Shayne laughed, picked up his muffin, and sauntered over. “Here.” He passed the muffin to Dranian like he was consoling him with it. Dranian took it with strange emotional gratitude and shoved it all in his mouth.
Violet waited for him to react. She struggled so hard to suppress her smile that her face hurt. But she didn’t know what to do with herself when Dranian chewed the thing and swallowed it without batting an eye.
“Mmm. That was good,” the fairy said in his monotone voice, and Violet’s smile fell.
“Should we be roommates then, Dranian? Split our coins to pay for a box of space where the rest of the humans in the apartment building will be lucky to have us?” Shayne asked him.
Dranian growled under his breath and plunked into the nearest bistro seat.
Shayne sat across from him. “I’ll make you pancakes,” he lured, leaning toward Dranian with a grin. “And I’ll soak them in human sweet syrup—”
“It’s called maple syrup. Wow, this is Canada for goodness’ sake—get it right,” Lily interjected as she carried over a coffee and sat across from Violet. She flashed Violet a smile to say hello. Mor followed and slid into the seat beside Cress. He leaned a little to take a snoopy glance at Cress’s wedding notes.
“—and they will be delicious, and you’ll never want me to leave,” Shayne continued without missing a beat.
Lily set down her coffee and turned to Shayne. “It seems like every time you talk, you’re trying really hard to convince someone to want you.”
Shayne released a loud laugh and dramatically swung around in his seat to face Lily. “Have you noticed I don’t bother trying with you?
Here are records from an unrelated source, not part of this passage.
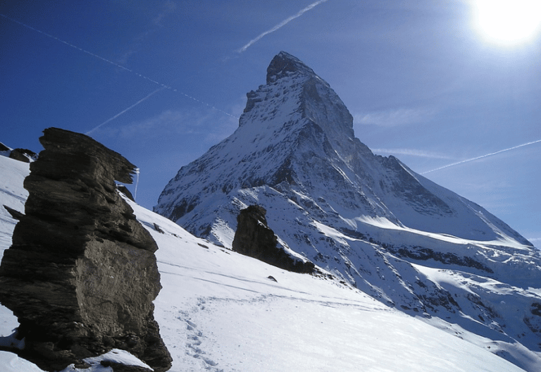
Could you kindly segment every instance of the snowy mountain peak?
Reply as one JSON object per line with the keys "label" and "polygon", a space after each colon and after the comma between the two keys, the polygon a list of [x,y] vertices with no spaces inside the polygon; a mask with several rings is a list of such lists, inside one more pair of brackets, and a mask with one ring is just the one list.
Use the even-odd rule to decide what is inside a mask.
{"label": "snowy mountain peak", "polygon": [[541,280],[539,252],[479,205],[373,154],[299,59],[281,52],[268,71],[235,132],[182,167],[154,210],[230,248],[240,211],[260,205],[286,250],[378,301],[540,351],[541,297],[528,289]]}

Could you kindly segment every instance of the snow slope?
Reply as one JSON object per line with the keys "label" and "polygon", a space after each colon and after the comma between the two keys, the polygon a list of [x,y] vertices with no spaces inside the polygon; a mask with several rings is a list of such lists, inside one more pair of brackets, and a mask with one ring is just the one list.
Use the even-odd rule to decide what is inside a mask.
{"label": "snow slope", "polygon": [[286,249],[382,304],[467,330],[478,345],[514,345],[509,360],[537,360],[541,255],[529,242],[374,155],[336,93],[295,57],[276,56],[247,97],[237,130],[182,167],[156,211],[229,248],[240,210],[259,204]]}
{"label": "snow slope", "polygon": [[[20,206],[27,167],[0,156],[4,204]],[[159,246],[163,287],[155,301],[155,317],[174,359],[173,371],[540,369],[539,354],[520,344],[480,337],[443,320],[406,315],[337,280],[282,271],[197,238],[130,203]],[[3,253],[13,221],[0,213]],[[468,278],[438,280],[456,285]],[[4,336],[16,326],[6,321],[8,313],[0,306]],[[39,371],[7,352],[0,352],[0,366],[7,372]],[[95,366],[91,371],[107,370]]]}

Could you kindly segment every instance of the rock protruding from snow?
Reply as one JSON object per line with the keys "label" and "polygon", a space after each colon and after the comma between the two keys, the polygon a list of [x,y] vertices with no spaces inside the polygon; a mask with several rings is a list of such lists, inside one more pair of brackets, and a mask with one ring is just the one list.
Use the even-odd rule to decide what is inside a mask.
{"label": "rock protruding from snow", "polygon": [[[155,211],[230,247],[239,212],[256,204],[284,247],[375,299],[483,337],[507,332],[537,352],[541,317],[523,314],[541,303],[527,290],[541,280],[531,243],[397,158],[373,154],[337,94],[298,58],[280,52],[267,73],[235,132],[182,167]],[[476,284],[450,287],[442,273],[496,280],[513,299]]]}
{"label": "rock protruding from snow", "polygon": [[44,132],[0,265],[0,302],[25,339],[19,354],[54,371],[117,348],[168,370],[153,316],[158,246],[115,185],[131,183],[135,166],[84,135]]}
{"label": "rock protruding from snow", "polygon": [[233,250],[289,271],[313,273],[313,264],[293,256],[279,247],[278,237],[267,225],[266,212],[259,205],[251,205],[240,211]]}

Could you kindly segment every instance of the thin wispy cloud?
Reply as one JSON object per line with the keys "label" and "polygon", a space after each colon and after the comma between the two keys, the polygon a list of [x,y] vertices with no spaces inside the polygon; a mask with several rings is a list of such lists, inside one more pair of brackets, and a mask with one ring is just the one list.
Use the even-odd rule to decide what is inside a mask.
{"label": "thin wispy cloud", "polygon": [[163,2],[159,6],[159,13],[151,20],[148,30],[141,32],[132,39],[131,44],[126,48],[126,51],[118,58],[117,61],[118,63],[121,65],[128,63],[128,59],[134,54],[140,51],[145,43],[148,42],[151,35],[163,27],[162,20],[173,13],[176,9],[177,4],[175,2],[170,0]]}
{"label": "thin wispy cloud", "polygon": [[106,120],[103,122],[99,125],[97,125],[97,127],[94,128],[93,129],[91,129],[90,130],[89,130],[88,132],[87,132],[85,134],[87,135],[90,135],[92,133],[93,133],[94,132],[95,132],[96,130],[97,130],[100,128],[103,127],[104,125],[105,125],[108,123],[115,120],[118,116],[120,116],[123,115],[123,113],[125,113],[126,112],[129,111],[130,110],[131,110],[132,108],[133,108],[134,107],[135,107],[138,104],[141,104],[142,102],[144,102],[144,101],[147,101],[147,99],[148,99],[151,97],[154,96],[155,94],[158,93],[161,90],[163,90],[165,88],[166,88],[166,87],[165,85],[161,87],[160,87],[160,88],[158,88],[155,91],[154,91],[152,93],[151,93],[150,94],[147,95],[147,97],[145,97],[144,98],[143,98],[142,99],[139,99],[139,101],[135,102],[134,104],[132,104],[132,106],[130,106],[128,108],[125,108],[125,109],[123,110],[122,111],[119,112],[118,113],[117,113],[116,115],[115,115],[114,116],[113,116],[111,118],[109,118],[108,119],[107,119]]}
{"label": "thin wispy cloud", "polygon": [[244,46],[242,46],[241,49],[239,49],[238,51],[238,51],[239,53],[242,53],[242,52],[243,52],[243,51],[244,51],[246,49],[247,49],[248,48],[249,48],[250,46],[251,46],[251,45],[253,45],[254,43],[256,43],[256,42],[257,42],[258,41],[259,41],[259,39],[261,39],[262,37],[263,37],[264,36],[266,36],[266,35],[268,35],[268,34],[271,34],[271,33],[274,32],[275,31],[276,31],[276,30],[279,30],[279,29],[282,28],[282,27],[284,27],[285,25],[286,25],[287,23],[289,23],[290,22],[291,22],[291,21],[292,21],[292,20],[293,20],[294,19],[295,19],[295,18],[298,18],[299,17],[300,17],[301,16],[302,16],[303,14],[304,14],[304,13],[305,13],[306,12],[307,12],[308,11],[313,9],[313,8],[315,8],[316,6],[318,6],[319,4],[323,4],[323,3],[325,3],[325,2],[326,2],[327,1],[328,1],[328,0],[319,0],[318,1],[316,1],[315,3],[312,3],[312,4],[311,4],[310,5],[309,5],[308,6],[306,6],[306,8],[303,8],[303,9],[301,9],[300,11],[299,11],[299,13],[297,13],[297,14],[295,14],[294,16],[292,16],[291,17],[288,17],[287,18],[285,19],[284,20],[282,20],[282,22],[280,22],[280,23],[278,23],[278,25],[276,25],[275,26],[274,26],[274,27],[273,27],[273,28],[271,28],[270,30],[267,30],[267,31],[265,31],[264,32],[263,32],[263,33],[260,34],[259,35],[258,35],[258,36],[257,36],[257,37],[256,37],[255,39],[252,39],[251,40],[250,40],[249,42],[248,42],[248,44],[247,44],[246,45],[244,45]]}
{"label": "thin wispy cloud", "polygon": [[102,128],[100,135],[131,142],[163,142],[164,137],[192,136],[201,143],[213,144],[237,125],[235,118],[224,120],[211,110],[168,109],[142,120]]}
{"label": "thin wispy cloud", "polygon": [[522,144],[519,144],[518,146],[514,146],[513,147],[509,147],[509,149],[504,149],[503,150],[497,151],[496,152],[491,152],[490,154],[485,154],[485,155],[481,155],[480,156],[476,156],[475,158],[471,158],[466,160],[463,160],[461,161],[457,161],[456,163],[452,163],[451,164],[447,164],[447,166],[444,166],[440,168],[437,168],[435,169],[433,169],[432,170],[427,170],[426,172],[423,172],[421,174],[426,174],[430,173],[430,172],[435,172],[436,170],[440,170],[440,169],[445,169],[446,168],[458,166],[459,164],[464,164],[464,163],[468,163],[469,161],[473,161],[474,160],[479,160],[483,158],[486,158],[488,156],[492,156],[492,155],[496,155],[497,154],[501,154],[502,152],[514,150],[516,149],[519,149],[521,147],[524,147],[525,146],[529,146],[530,144],[534,144],[536,143],[541,142],[541,140],[537,140],[537,141],[532,141],[531,142],[528,142]]}
{"label": "thin wispy cloud", "polygon": [[396,127],[425,122],[433,116],[434,113],[433,110],[425,108],[397,108],[355,114],[353,123],[363,125]]}
{"label": "thin wispy cloud", "polygon": [[[49,37],[51,39],[56,40],[58,42],[64,44],[66,44],[66,45],[67,45],[68,46],[70,46],[70,47],[72,47],[72,48],[73,48],[75,49],[77,49],[77,50],[79,50],[79,51],[82,51],[83,53],[85,53],[86,54],[87,54],[89,56],[91,56],[92,57],[97,58],[98,59],[101,59],[101,61],[103,61],[104,62],[106,62],[106,63],[109,63],[111,65],[113,65],[113,66],[116,66],[116,67],[118,67],[119,68],[121,68],[121,69],[123,69],[123,70],[124,70],[125,71],[131,73],[133,75],[136,75],[136,76],[137,76],[137,77],[139,77],[139,78],[140,78],[142,79],[144,79],[145,80],[147,80],[148,82],[151,82],[153,84],[156,84],[156,85],[159,85],[161,87],[157,89],[158,92],[159,90],[161,90],[162,88],[166,88],[166,89],[169,89],[171,92],[175,92],[176,93],[178,93],[180,95],[184,96],[186,98],[189,98],[189,99],[192,99],[192,100],[193,100],[193,101],[196,101],[196,102],[197,102],[197,103],[199,103],[199,104],[200,104],[201,105],[206,106],[207,107],[210,107],[211,108],[213,108],[213,110],[220,111],[222,113],[223,113],[225,115],[227,115],[228,116],[230,116],[230,117],[234,118],[235,119],[238,119],[238,118],[234,116],[233,115],[231,115],[230,113],[226,112],[226,111],[225,111],[223,110],[220,110],[220,108],[218,108],[215,107],[214,106],[211,105],[211,104],[209,104],[209,103],[205,102],[204,101],[201,101],[199,99],[197,99],[197,98],[195,98],[194,97],[192,97],[189,94],[187,94],[186,93],[184,93],[184,92],[181,92],[180,90],[178,90],[178,89],[177,89],[175,88],[173,88],[173,87],[170,87],[170,86],[167,85],[166,84],[162,84],[161,82],[160,82],[158,81],[156,81],[156,80],[154,80],[154,79],[152,79],[151,78],[149,78],[148,76],[147,76],[145,75],[140,74],[140,73],[137,73],[137,71],[134,71],[133,70],[130,70],[130,68],[128,68],[127,67],[125,67],[125,66],[122,66],[120,64],[118,64],[116,62],[113,62],[113,61],[111,61],[110,59],[107,59],[107,58],[106,58],[104,57],[102,57],[102,56],[99,56],[99,55],[97,55],[97,54],[96,54],[94,53],[92,53],[92,51],[87,51],[86,49],[83,49],[82,48],[80,48],[79,46],[77,46],[76,45],[74,45],[74,44],[73,44],[71,43],[69,43],[69,42],[66,42],[65,40],[63,40],[62,39],[59,39],[58,37],[56,37],[56,36],[51,35],[51,34],[48,34],[46,32],[44,32],[43,31],[37,30],[37,28],[34,28],[33,27],[32,27],[32,26],[30,26],[29,25],[27,25],[26,23],[23,23],[22,22],[19,22],[17,20],[14,20],[13,18],[8,17],[7,16],[6,16],[4,14],[0,14],[0,17],[4,17],[4,18],[6,18],[7,20],[9,20],[11,22],[13,22],[15,23],[20,25],[21,26],[25,27],[26,28],[28,28],[29,30],[32,30],[33,31],[35,31],[36,32],[38,32],[38,33],[39,33],[39,34],[41,34],[42,35],[46,36],[47,37]],[[154,94],[154,92],[151,93],[150,95],[152,95],[153,94]],[[147,98],[148,98],[148,97],[144,98],[143,100],[146,99]],[[139,103],[140,103],[140,101],[136,102],[134,105],[128,107],[125,111],[131,109],[132,107],[135,107],[135,106],[137,106]],[[119,113],[119,114],[121,115],[122,113],[125,112],[125,111],[122,112],[122,113]],[[111,120],[113,120],[113,118],[111,118]],[[101,125],[103,125],[103,124],[105,124],[105,123],[102,123]]]}
{"label": "thin wispy cloud", "polygon": [[390,154],[391,155],[408,155],[411,156],[418,156],[421,158],[439,159],[455,159],[449,155],[440,154],[434,151],[425,150],[418,150],[416,149],[373,149],[373,152],[376,154]]}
I don’t want everyone to want me, Human. Only people I like.”
Mor snorted a quiet laugh, and Violet saw Kate kick his foot under the table.
“I like you, Shayne,” Violet said. “I think I’ll bake you your own batch of muffins.” She took a long drink of her mocha as she let that settle in. She stole a look at Mor, whose eyes had rounded a little. Still, to his own demise, he refused to object and admit that her muffins were crap.
Kate finally closed her book beneath the table and slid it back into her sweater pocket. “Is anyone tired of talking about wedding plans?” she asked.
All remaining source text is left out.